La capacità che hanno gli scimpanzè di imparare può essere umiliante. Nel 1967 lo psicologo Roger Fouts ha insegnato agli scimpanzè come usare il linguaggio dei segni americano, di cui si sono impadroniti per poi insegnarlo ad altri scimpanzè. Dal 1983 la psicologa Sarah Boysen insegna aritmetica semplice agli scimpanzè presso la Ohio State University; nel 1991 ha trovato un modo per insegnargli le frazioni. Nel 1999 il saggio storico scritto da Jane Goodall e da altri otto importanti primatologi ha determinato che gli scimpanzè usano la loro intelligenza per dominare il loro ambiente. Gli scimpanzè sono in grado di codificare il comportamento culturale – come cacciare, come mangiare le formiche, come pulire se stessi e gli altri – e sanno tramandare la loro conoscenza ai loro piccoli. Gli scimpanzè che vivono nelle foreste del Gombe in Tanzania sono stati osservati danzare, a quanto pare per far smettere la pioggia.

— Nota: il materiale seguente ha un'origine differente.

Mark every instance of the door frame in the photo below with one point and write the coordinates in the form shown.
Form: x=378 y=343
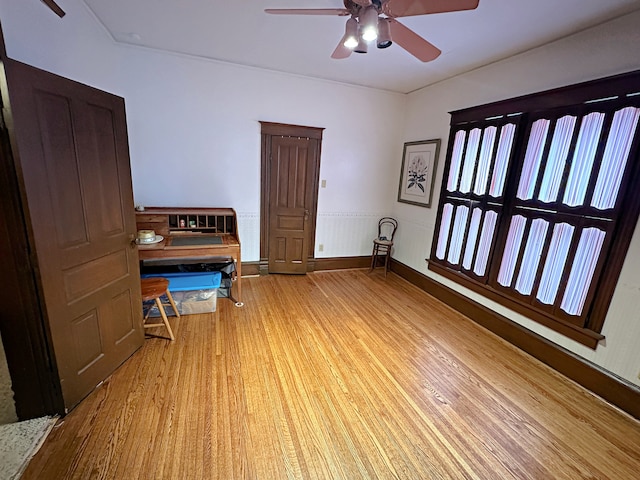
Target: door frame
x=269 y=130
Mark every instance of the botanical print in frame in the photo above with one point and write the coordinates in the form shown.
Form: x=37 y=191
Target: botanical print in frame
x=419 y=162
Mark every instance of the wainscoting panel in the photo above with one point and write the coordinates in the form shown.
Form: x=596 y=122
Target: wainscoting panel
x=346 y=234
x=413 y=243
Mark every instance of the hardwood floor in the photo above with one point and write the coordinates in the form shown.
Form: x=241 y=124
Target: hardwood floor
x=337 y=375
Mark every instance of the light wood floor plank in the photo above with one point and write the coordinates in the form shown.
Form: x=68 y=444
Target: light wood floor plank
x=337 y=375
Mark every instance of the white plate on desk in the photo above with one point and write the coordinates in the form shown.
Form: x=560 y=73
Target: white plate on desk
x=158 y=239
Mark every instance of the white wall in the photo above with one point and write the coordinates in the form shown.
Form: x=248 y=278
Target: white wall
x=605 y=50
x=194 y=132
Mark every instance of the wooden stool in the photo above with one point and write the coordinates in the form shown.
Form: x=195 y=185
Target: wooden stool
x=152 y=289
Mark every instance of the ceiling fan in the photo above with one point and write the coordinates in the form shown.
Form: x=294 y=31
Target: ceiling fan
x=55 y=7
x=376 y=20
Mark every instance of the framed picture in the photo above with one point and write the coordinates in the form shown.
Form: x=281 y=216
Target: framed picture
x=419 y=162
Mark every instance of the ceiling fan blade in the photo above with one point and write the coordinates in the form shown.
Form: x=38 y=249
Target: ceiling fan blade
x=408 y=8
x=55 y=7
x=341 y=52
x=341 y=12
x=413 y=43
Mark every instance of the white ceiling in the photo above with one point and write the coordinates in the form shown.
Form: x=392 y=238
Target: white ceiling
x=239 y=32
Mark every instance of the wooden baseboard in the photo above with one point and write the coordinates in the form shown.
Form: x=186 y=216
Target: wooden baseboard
x=250 y=269
x=607 y=385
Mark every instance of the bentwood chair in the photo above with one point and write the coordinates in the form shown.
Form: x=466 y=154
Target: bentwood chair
x=382 y=244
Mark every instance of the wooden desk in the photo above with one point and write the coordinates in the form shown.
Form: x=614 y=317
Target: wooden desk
x=204 y=235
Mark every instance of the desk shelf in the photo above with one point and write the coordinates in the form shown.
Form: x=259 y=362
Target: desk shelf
x=178 y=222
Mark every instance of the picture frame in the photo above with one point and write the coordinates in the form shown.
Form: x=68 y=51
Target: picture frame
x=417 y=174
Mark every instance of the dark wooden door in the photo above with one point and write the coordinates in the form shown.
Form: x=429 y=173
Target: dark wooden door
x=291 y=180
x=71 y=149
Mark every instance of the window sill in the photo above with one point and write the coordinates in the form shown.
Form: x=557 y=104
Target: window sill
x=583 y=336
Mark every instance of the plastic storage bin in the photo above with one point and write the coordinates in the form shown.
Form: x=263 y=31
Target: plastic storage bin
x=192 y=292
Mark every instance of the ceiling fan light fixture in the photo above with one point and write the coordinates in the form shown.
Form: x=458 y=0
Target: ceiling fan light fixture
x=369 y=22
x=384 y=33
x=362 y=46
x=350 y=39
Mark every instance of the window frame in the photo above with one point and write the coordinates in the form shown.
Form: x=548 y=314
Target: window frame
x=557 y=102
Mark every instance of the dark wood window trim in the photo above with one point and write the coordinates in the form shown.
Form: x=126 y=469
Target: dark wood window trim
x=576 y=98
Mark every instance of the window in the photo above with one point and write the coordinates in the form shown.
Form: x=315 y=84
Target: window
x=537 y=202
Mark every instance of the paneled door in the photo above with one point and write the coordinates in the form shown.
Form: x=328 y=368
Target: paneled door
x=292 y=184
x=71 y=149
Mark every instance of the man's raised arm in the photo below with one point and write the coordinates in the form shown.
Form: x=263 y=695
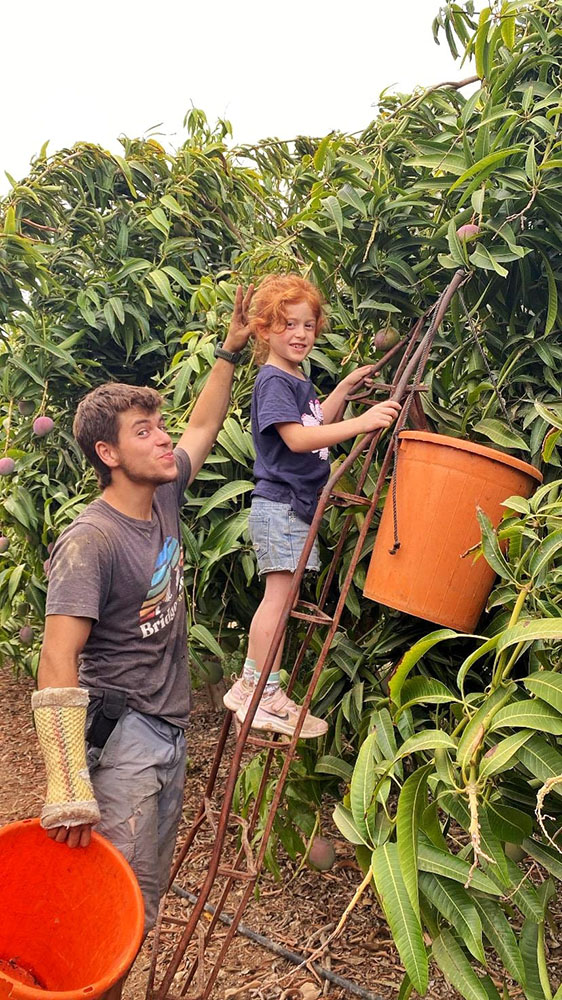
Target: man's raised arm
x=208 y=414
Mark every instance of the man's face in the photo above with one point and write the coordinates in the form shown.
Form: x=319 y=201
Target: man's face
x=144 y=448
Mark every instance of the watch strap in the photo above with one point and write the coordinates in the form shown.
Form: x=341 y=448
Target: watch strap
x=232 y=356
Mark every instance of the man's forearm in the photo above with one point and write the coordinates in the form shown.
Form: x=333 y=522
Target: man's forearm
x=212 y=403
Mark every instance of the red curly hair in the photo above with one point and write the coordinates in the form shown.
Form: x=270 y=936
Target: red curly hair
x=268 y=313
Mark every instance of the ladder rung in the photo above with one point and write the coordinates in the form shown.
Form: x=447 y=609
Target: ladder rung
x=349 y=499
x=312 y=614
x=264 y=744
x=235 y=872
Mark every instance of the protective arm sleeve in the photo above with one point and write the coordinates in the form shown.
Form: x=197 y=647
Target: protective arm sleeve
x=60 y=719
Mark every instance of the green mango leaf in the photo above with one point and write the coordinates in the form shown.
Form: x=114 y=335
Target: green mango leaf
x=227 y=492
x=413 y=656
x=487 y=647
x=500 y=934
x=551 y=412
x=541 y=759
x=547 y=856
x=201 y=634
x=530 y=941
x=545 y=553
x=455 y=904
x=363 y=783
x=411 y=803
x=333 y=209
x=401 y=917
x=384 y=733
x=344 y=821
x=547 y=685
x=491 y=160
x=424 y=691
x=431 y=859
x=491 y=547
x=481 y=722
x=429 y=739
x=334 y=765
x=521 y=891
x=529 y=630
x=500 y=433
x=529 y=713
x=500 y=756
x=456 y=967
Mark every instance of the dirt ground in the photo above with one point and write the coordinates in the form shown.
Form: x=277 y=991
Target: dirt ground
x=298 y=913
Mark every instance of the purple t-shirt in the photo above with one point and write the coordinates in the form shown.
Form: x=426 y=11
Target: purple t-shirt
x=281 y=474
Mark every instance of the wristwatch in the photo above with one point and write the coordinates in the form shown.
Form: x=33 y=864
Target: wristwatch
x=232 y=356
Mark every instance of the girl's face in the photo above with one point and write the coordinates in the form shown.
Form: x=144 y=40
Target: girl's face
x=288 y=348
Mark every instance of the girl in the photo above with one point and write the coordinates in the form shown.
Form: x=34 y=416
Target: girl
x=292 y=432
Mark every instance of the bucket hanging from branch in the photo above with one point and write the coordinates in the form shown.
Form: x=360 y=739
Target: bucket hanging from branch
x=440 y=483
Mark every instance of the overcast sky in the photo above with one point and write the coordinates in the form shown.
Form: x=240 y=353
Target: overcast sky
x=92 y=71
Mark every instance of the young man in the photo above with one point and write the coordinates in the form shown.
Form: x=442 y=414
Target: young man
x=115 y=634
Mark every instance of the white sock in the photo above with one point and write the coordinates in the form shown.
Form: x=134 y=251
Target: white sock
x=248 y=670
x=273 y=683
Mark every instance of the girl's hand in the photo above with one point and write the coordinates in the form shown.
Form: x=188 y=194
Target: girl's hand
x=379 y=415
x=239 y=330
x=356 y=377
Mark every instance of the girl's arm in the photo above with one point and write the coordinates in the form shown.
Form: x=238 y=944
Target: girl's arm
x=301 y=439
x=334 y=405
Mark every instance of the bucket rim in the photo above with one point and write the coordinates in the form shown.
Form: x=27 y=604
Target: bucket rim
x=445 y=440
x=126 y=959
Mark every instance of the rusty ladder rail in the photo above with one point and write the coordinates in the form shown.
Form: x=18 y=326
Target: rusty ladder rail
x=413 y=361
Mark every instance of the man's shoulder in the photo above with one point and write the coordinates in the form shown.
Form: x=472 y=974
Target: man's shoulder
x=94 y=523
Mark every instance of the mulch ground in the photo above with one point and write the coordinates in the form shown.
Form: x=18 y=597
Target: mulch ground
x=298 y=913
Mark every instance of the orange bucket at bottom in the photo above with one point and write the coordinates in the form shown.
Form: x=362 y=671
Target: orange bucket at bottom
x=440 y=482
x=72 y=918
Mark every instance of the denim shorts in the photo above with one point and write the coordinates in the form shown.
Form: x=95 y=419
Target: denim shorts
x=138 y=779
x=278 y=536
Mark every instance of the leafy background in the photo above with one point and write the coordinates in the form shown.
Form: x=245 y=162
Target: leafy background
x=125 y=266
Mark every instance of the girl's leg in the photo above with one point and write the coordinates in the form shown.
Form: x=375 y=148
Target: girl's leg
x=264 y=623
x=275 y=712
x=266 y=618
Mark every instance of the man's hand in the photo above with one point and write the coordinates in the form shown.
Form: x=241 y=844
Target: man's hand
x=239 y=330
x=74 y=836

Allo stato brado, le bande di scimpanzè vagano nella giungla per 9 fino a 11 chilometri al giorno, unendosi insieme per dare la caccia alle scimmie, che mangiano con gusto, di solito dopo aver fracassato il cervello di queste piccole creature. Questo è il lato degli scimpanzè che l’uomo raramente vede, o che sceglie di non vedere. Ma sanno essere anche gentili. Una volta uno scimpanzè è stato osservato mentre cercava di aiutare un uccello ferito a volare in uno zoo in Inghilterra.

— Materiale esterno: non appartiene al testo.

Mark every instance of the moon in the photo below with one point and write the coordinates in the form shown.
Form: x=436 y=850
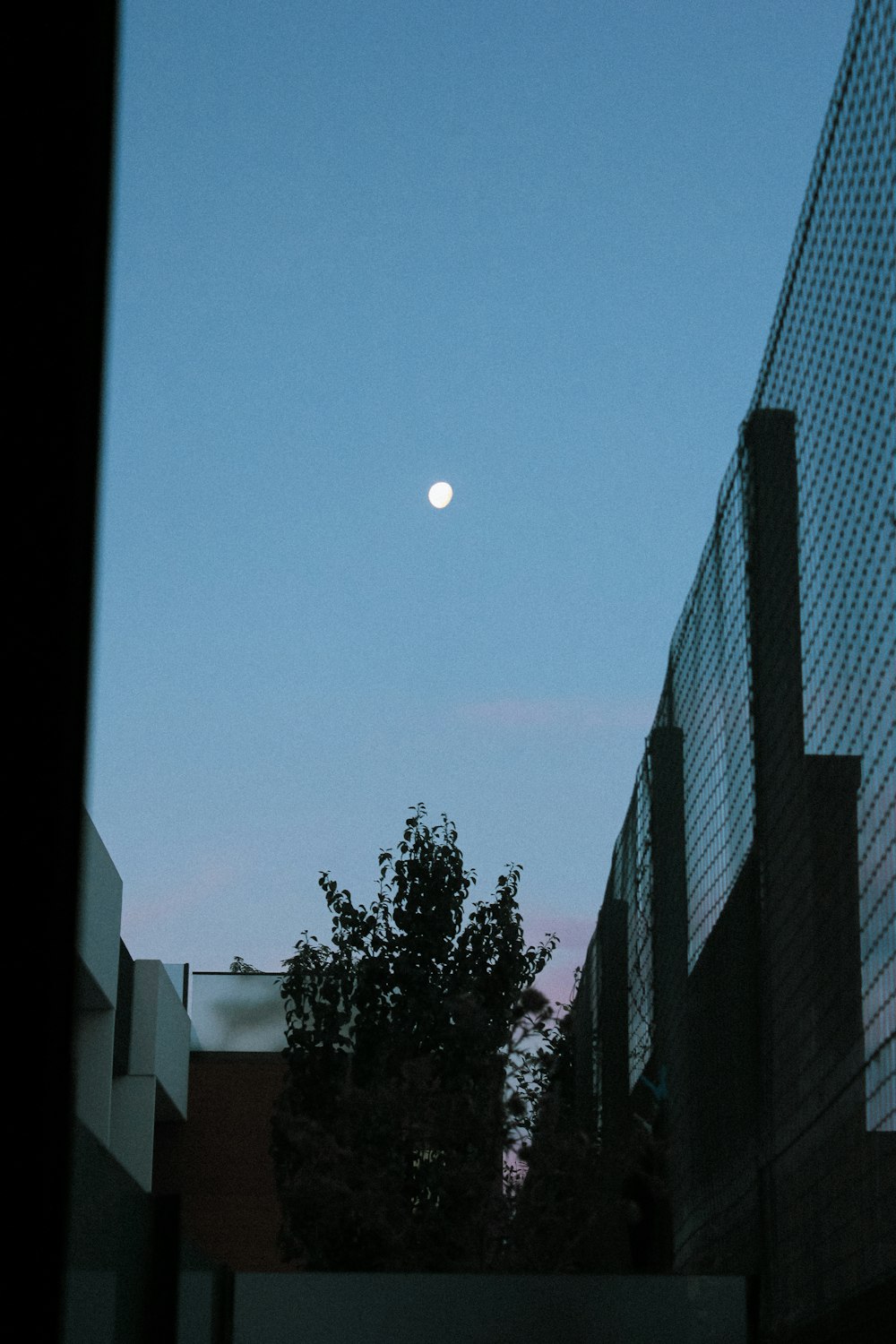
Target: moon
x=441 y=495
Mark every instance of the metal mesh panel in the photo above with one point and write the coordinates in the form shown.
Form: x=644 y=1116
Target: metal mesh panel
x=831 y=359
x=788 y=718
x=707 y=695
x=633 y=884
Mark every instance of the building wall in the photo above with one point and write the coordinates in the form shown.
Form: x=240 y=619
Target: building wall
x=220 y=1160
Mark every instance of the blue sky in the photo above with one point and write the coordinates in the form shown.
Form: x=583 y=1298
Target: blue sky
x=532 y=249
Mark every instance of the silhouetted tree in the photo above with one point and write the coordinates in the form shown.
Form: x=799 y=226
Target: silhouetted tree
x=409 y=1072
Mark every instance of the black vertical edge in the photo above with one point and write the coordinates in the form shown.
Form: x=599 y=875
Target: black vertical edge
x=124 y=1012
x=70 y=56
x=160 y=1312
x=223 y=1324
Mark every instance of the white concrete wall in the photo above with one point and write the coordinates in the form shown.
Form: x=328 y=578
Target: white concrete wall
x=99 y=916
x=123 y=1112
x=237 y=1012
x=93 y=1043
x=134 y=1125
x=160 y=1035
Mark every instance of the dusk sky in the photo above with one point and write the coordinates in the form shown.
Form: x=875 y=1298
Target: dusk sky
x=530 y=247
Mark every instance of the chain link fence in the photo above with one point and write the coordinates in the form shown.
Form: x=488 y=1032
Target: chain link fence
x=755 y=870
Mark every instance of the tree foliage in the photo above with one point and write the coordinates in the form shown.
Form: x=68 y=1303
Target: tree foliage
x=410 y=1072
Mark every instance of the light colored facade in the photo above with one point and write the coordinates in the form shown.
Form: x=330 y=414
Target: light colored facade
x=132 y=1031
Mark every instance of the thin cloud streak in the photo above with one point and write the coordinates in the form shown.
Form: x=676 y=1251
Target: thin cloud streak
x=579 y=712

Gloria Grow e Petra di 9 anni .Petra è uno dei 15 scimpanzè sottoposti a test sull'epatite C e HIV alla New York University


Al Fauna, c’è un contatto fisico costante tra l’uomo e gli scimpanzè. Anche il più piccolo graffio o screpolatura sulla mano di Gloria Grow suscita la preoccupazione degli scimpanzè, solitamente [espressa] sotto forma di un bacio. Secondo i parametri del Centers for Disease Control, la casa per scimpanzè del Fauna è una struttura a rischio biologico. Se fosse un laboratorio americano, ai lavoratori verrebbe imposto di indossare tute in Tyvek , occhialini, maschere, o retine per capelli, immondizia obbligatoria indossata dai ricercatori che studiano l’HIV o l’epatite. Ma la Grow e i suoi collaboratori indossano abiti normali, a meno che uno scimpanzè non abbia una ferita aperta o debba essere operato, nel cui caso seguono le procedure asettiche, mettendosi camice e guanti proprio come farebbero con un normale paziente. Credono che se gli animali vengono trattati bene, non faranno del male a chi se ne prende cura. Questa teoria si è finora dimostrata corretta, ma è pur vero che gli scimpanzè lottano tra di loro tanto da aver bisogno di fasciature o di procedure chirurgiche.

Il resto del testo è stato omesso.